To win at the Supreme Court, the president relied on Section 212(f) of the Immigration and Nationality Act, which grants the president near limitless authority to “suspend the entry of all aliens or any class of aliens” if he determines that they will be “detrimental” to the United States. The Ninth Circuit had ruled that this authority would be an unconstitutional delegation of legislative power if interpreted as giving the president authority to rewrite all immigration law. The Supreme Court disagreed, allowing the statute to stand as written.
To remedy this congressional error, the NO BAN Act would do the following:
- It would amend section 202(a) of the Immigration and Nationality Act to explicitly ban religious discrimination in the issuance of visas. This section already bans nationality‐based discrimination in the issuance of immigrant visas, but the Supreme Court ruled that the president can use his authority to ignore this provision. The bill would also clarify that this provision would guard against discrimination in decisions governing entry or other immigration decisions, including for nonimmigrants (temporary visitors, tourists, guest workers, students, etc.).
- It would amend section 212(f) to allow the president to ban aliens only if the ban is:
- based on credible facts that entries should be restricted to address specific acts that undermine the security or public safety of the United States, human rights, democratic processes or institutions, or international stability;
- not based on religion or nationality;
- narrowly tailored to meet a compelling governmental interest;
- using the least restrictive means possible to achieve the governmental interest;
- for a specific duration; and
- based on specific evidence that the president provides; and
- apply a rebuttable presumption in favor of granting family‐based and humanitarian waivers.
These provisions address all of the problems with the travel ban.

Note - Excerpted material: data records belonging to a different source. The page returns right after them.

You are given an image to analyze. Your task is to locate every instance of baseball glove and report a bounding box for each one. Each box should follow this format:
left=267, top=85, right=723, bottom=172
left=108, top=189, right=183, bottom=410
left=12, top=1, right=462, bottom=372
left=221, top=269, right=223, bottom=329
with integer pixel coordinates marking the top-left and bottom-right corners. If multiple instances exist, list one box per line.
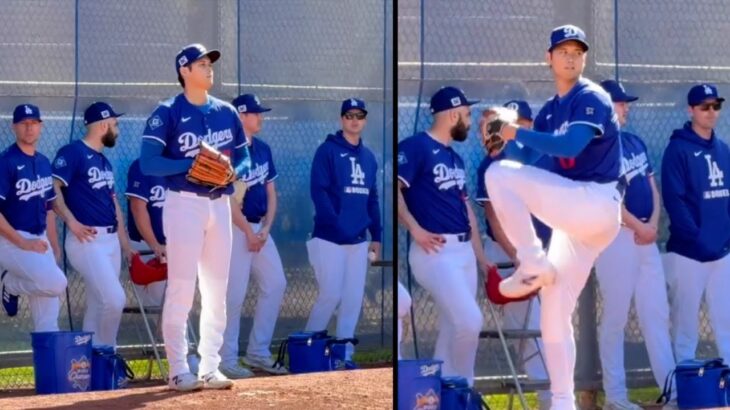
left=186, top=141, right=236, bottom=189
left=480, top=106, right=518, bottom=157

It wasn’t based on any facts—credible or otherwise—and its supposed secret “evidence” was never released and may not have even existed. It was—according to the president at least—intended to restrict the entries of Muslims to the United States. It was not narrowly tailored as it banned millions of people who had never even lived in the targeted areas. It did not use the least restrictive means of achieving its supposed goal of keeping out people who couldn’t be vetted since it applied to people who the government admitted it could vet. It is no longer time‐limited in any way, and it has a rebuttable presumption against granting waivers.
The innovative legislation would essentially establish a heightened strict scrutiny standard for presidential actions to restrict entry to the United States. The NO BAN Act would protect the rights of both immigrants and U.S. citizens. It would prevent U.S. citizens from being separated from their spouses and minor children who happened to be born in one of the banned countries. As I have reported before, the travel ban has already separated thousands of U.S. citizens from their spouses and minor children, a crisis that grows by the day. Congressional action is desperately needed to reverse this human tragedy.
While this issue developed out of the “travel ban,” I warned that the president would take the Supreme Court’s decision as authorizing open season against all legal immigrants, and sure enough, the president quickly expanded it to include asylum seekers already inside the United States—a policy still being held up in the courts. But it is clear that the president—no president—should have the power to unilaterally restrict Americans’ rights to associate, contract, and trade with people born in other countries.